I again thank you all for the meeting and the energy.

On behalf of Ferd, Mike and all of GCKFA, thanks.

Ted


----------



## yakntat (May 12, 2011)

I had a great time Sun and the fish/fries hit the spot. I loved the idea of the fish of the month. My wife stole the free "yak this" koozie from me within 2 seconds. She's country and loved the camo design. Thanks again. I'm a newbie and will be joining the GCKFA club. I have alot to learn and alot of fish on my bucket list to catch. 

Doug


----------



## Flatspro (Oct 3, 2007)

Wirelessly posted

Great post Ted. With that in mind I would like to set up a redfish clinic in September to share all I have learned so tune into the GCKFA forum for further info including the date!

Chad


----------



## Redalert08 (May 30, 2011)

I agree on everything you said Ted. I would like to join as well and in saying that I've been writeing all of my ideas down in a notebook ans would like to make those ideas a reality. I would like to see another meeting soon to discuss our first informal tournament I would love to see a tournament around mid September but for that to happen I would like to talk to everyone about the subject matter and place time date. So if anyone is interested in this idea let me know so we can get the ball rolling!

Chase


----------



## Flatspro (Oct 3, 2007)

Chase you have my number just call if you need any help!

Chad


----------



## bbarton13 (May 4, 2009)

ready for some fun tourneys, and cant wait for the redfish clinic! id like to learn how to catch them tourney winning reds!


----------



## pompanopete (Aug 5, 2009)

I am very impressed by what you all are doing. Printed out the form to join GCKFA... Thanks Guys


----------



## Capt. Redbeard (May 19, 2010)

Would also like to see a Cast Net clinic as well, thats something I defiantly could use some work on..LOL


----------



## rippin90 (Jan 3, 2009)

I am glad to see the energy and desire for a cohesive yak fishing club. There is a great mix of beginners and experienced yak fishermen. I have had a kayak for one year and have been fishing inshore by myself. I have gained alot of knowledge from this forum. But I would rather fish and learn with others. I look forward to becoming a member of GCKFA. The future looks bright.


----------



## B.Fine (Aug 13, 2010)

I love the momentum and the direction going right now!!! 

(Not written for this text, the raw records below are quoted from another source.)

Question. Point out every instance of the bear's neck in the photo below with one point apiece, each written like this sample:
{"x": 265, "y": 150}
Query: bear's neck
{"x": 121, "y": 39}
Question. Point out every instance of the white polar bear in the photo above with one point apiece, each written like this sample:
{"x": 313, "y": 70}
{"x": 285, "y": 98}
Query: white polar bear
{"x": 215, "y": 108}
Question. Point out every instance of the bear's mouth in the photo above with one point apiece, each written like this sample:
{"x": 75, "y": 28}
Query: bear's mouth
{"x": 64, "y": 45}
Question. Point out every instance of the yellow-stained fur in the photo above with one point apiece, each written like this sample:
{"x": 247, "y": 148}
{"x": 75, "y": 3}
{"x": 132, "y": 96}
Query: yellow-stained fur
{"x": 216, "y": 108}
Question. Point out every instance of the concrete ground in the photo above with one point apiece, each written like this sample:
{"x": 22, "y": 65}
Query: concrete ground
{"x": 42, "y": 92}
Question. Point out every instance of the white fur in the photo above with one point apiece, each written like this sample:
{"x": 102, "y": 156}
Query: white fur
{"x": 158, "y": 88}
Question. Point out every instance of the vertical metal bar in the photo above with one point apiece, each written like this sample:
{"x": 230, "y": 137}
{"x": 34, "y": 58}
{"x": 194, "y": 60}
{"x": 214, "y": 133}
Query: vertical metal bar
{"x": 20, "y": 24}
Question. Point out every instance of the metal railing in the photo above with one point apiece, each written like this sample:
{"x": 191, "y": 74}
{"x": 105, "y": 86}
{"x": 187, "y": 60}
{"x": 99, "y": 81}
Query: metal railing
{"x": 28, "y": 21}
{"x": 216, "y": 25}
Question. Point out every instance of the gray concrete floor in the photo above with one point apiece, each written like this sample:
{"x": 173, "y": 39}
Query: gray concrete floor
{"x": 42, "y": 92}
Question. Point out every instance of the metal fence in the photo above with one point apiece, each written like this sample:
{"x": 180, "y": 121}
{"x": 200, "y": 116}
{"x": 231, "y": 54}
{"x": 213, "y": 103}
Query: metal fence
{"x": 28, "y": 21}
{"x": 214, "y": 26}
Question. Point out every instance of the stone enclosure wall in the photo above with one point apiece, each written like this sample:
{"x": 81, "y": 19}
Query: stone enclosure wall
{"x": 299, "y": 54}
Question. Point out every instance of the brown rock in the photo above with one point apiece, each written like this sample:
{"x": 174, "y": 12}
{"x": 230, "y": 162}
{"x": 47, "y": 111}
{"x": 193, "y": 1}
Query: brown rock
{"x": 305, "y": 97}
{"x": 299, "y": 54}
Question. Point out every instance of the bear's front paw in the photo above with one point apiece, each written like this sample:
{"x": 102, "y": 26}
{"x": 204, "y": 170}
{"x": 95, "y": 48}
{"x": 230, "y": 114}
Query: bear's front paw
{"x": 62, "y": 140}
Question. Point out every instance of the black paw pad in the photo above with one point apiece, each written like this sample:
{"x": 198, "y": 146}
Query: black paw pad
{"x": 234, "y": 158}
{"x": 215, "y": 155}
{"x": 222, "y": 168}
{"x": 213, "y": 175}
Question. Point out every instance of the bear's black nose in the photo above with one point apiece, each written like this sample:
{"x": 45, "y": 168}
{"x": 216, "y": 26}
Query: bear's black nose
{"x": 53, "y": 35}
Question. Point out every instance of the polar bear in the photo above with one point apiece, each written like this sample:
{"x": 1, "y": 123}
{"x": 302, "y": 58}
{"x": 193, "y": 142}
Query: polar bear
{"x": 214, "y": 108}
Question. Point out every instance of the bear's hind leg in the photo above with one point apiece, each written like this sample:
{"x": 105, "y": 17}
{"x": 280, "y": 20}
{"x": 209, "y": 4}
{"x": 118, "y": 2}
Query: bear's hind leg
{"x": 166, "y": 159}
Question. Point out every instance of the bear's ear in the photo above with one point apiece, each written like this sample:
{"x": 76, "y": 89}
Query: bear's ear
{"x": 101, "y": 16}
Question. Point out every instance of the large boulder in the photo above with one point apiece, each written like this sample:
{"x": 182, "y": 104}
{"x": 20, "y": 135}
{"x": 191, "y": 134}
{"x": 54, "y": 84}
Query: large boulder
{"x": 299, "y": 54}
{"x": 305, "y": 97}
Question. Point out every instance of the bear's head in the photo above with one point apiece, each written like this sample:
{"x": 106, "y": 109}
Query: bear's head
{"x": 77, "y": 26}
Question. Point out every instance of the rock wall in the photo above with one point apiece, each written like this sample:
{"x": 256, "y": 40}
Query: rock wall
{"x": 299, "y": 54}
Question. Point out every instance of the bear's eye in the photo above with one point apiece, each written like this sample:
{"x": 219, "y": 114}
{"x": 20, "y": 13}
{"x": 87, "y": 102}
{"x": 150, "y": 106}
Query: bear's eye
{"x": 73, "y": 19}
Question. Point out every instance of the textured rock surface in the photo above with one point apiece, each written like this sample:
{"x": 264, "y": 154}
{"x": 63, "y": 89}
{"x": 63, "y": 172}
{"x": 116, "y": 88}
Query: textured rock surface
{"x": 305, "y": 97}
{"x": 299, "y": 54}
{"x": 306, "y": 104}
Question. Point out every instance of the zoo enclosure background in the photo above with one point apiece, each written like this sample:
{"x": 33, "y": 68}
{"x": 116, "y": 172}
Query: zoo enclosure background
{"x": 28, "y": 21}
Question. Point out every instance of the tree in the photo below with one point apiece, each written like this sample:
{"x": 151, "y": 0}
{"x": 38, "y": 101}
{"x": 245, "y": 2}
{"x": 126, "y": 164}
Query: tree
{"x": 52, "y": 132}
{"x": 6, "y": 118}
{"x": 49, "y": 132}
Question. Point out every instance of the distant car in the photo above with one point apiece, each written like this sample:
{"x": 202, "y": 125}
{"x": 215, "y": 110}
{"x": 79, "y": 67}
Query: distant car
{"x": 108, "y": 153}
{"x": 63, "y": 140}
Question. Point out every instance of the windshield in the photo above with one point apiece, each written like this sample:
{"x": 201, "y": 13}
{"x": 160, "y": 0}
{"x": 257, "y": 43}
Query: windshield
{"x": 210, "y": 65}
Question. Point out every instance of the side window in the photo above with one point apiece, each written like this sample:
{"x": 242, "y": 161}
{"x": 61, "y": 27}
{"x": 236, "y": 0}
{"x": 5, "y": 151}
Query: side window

With the interest in clinics and meetings has anyone given a thought into piggybacking the yak meetings on to the Emerald Coast Saltwater Seminar Series and the Hook Line and Sinker Seminar Series? 

The upcoming seminars are August 17th for Redfish and August 8th for Inshore Fishing. 

I've never been to either seminar, but it's an idea.....

Both seminars offer food and drink specials. 

Links:

http://www.saltwater-events.com/emerald_coast_saltwater_seminar_series

http://www.saltwater-events.com/hook_line__sinker_seminar_series


----------



## bimini (Apr 14, 2011)

*Rigging/Fishing Event August 13th*

Please see my post on the GCKFA website for details.

Benny


----------



## Capt. Redbeard (May 19, 2010)

bimini said:


> Please see my post on the GCKFA website for details.
> 
> Benny


here's that link:
www.gulfcoastkayakfishing.com/forum_v2.2/mbbs22/forums/thread-view.asp?tid=3371&posts=3&start=1


----------



## Redalert08 (May 30, 2011)

Sounds great guys can't wait!

Chase


----------



## pompanopete (Aug 5, 2009)

sounds good to me...I do have a question though. Are the dues pro rated for the year or is it $20.00 for a full year? Thanx


----------



## Infidel Castro (Jul 31, 2011)

I would like to second the request for a cast net clinic. I have mastered the art of throwing it out in a ball and in a narrow oval.

Pete


----------



## Infidel Castro (Jul 31, 2011)

I will also be printing out my application to join GCKFA when I get home from work in the morning. I am so glad to see everyone coming together.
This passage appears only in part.